Big Ten Open Books: An Interview with Kate McCready (BTAA) and Charles Watkinson (UM) – November 20, 2025
"One of the most exciting initiatives working on OA for backlist books is the Big Ten Open Books program. This post is based on a set of questions we posed to Kate McCready (Program Director for Open Publishing, Center for Library Programs at the Big Ten Academic Alliance) and Charles Watkinson (Director of University of Michigan Press and Associate University Librarian for Publishing at the University of Michigan) about what the program is and how it works."
cOAlition S reinforces Open Access commitment while advancing next strategic phase – November 19, 2025
"cOAlition S today reaffirmed its commitment to the foundational mission of accelerating full and immediate Open Access while expanding its vision to encompass the broader goal of rapid, open, transparent, and equitable sharing of trustworthy scientific knowledge. Seven years after the launch of Plan S, the international coalition of research funding and support organisations has defined a new strategic plan to advance their joint efforts on open access forward (2026-2030)."
Elsevier Expands Geographical Pricing for Open Access to support greater participation in global research – October 22, 2025
"Elsevier, a global leader in advanced information and decision support in science and healthcare, is expanding its Geographical Pricing for Open Access (GPOA) initiative to an additional 150 gold open access journals, following the success of its 2024 pilot.

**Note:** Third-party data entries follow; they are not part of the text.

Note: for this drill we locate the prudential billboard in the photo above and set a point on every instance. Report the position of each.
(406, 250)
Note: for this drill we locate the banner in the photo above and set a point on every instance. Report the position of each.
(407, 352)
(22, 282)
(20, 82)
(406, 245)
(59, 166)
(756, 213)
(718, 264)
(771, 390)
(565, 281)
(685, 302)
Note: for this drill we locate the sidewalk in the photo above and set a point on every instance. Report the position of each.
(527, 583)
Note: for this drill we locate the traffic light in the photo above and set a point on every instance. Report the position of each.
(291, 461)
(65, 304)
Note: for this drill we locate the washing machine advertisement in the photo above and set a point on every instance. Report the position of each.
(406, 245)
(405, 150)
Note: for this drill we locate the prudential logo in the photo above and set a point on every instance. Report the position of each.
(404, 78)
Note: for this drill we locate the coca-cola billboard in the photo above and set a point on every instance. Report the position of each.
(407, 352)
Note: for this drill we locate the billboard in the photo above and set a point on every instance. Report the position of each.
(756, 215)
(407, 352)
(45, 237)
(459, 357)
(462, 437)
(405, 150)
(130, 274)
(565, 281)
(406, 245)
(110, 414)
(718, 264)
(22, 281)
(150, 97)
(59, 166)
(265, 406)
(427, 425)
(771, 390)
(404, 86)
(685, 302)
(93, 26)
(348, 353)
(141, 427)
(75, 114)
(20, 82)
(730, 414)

This expansion means around 300 journals will offer pricing based on geography to help authors in low- and middle-income countries publish their research open access."
OA JOURNAL LAUNCHES
ASBMB launches Insights in Biochemistry and Molecular Biology – November 20, 2025
"The American Society for Biochemistry and Molecular Biology is expanding ways to share emerging research across the breadth of the molecular life sciences by adding Insights in Biochemistry and Molecular Biology, or IBMB, to its family of journals...Like all ASBMB journals, IBMB will be gold open access."
American Physical Society to launch new open access journal on AI and machine learning in scientific research – November 19, 2025
"The American Physical Society is launching PRX Intelligence, a highly selective open access journal that will welcome manuscripts on AI and machine learning methods and their application to advance scientific understanding. The journal will accept submissions starting in February 2026."
PLOS launches two journals to address critical real-world challenges – November 13, 2025
"The Public Library of Science (PLOS) today announced the launch of two journals, PLOS Aging and Health and PLOS Ecosystems. Both journals are grounded in our commitment to rigor and research integrity of the highest standard and our open science principles..."
AIP Publishing Announces New Journal Partnership with Hebei University of Technology: Harmonics and Scattering to Launch in 2026 – November 10, 2025
"AIP Publishing (AIPP) is pleased to announce a new publishing partnership with Hebei University of Technology to develop Harmonics and Scattering (HAS), an international, peer-reviewed diamond open access journal dedicated to advancing cutting-edge research in harmonics and scattering technologies."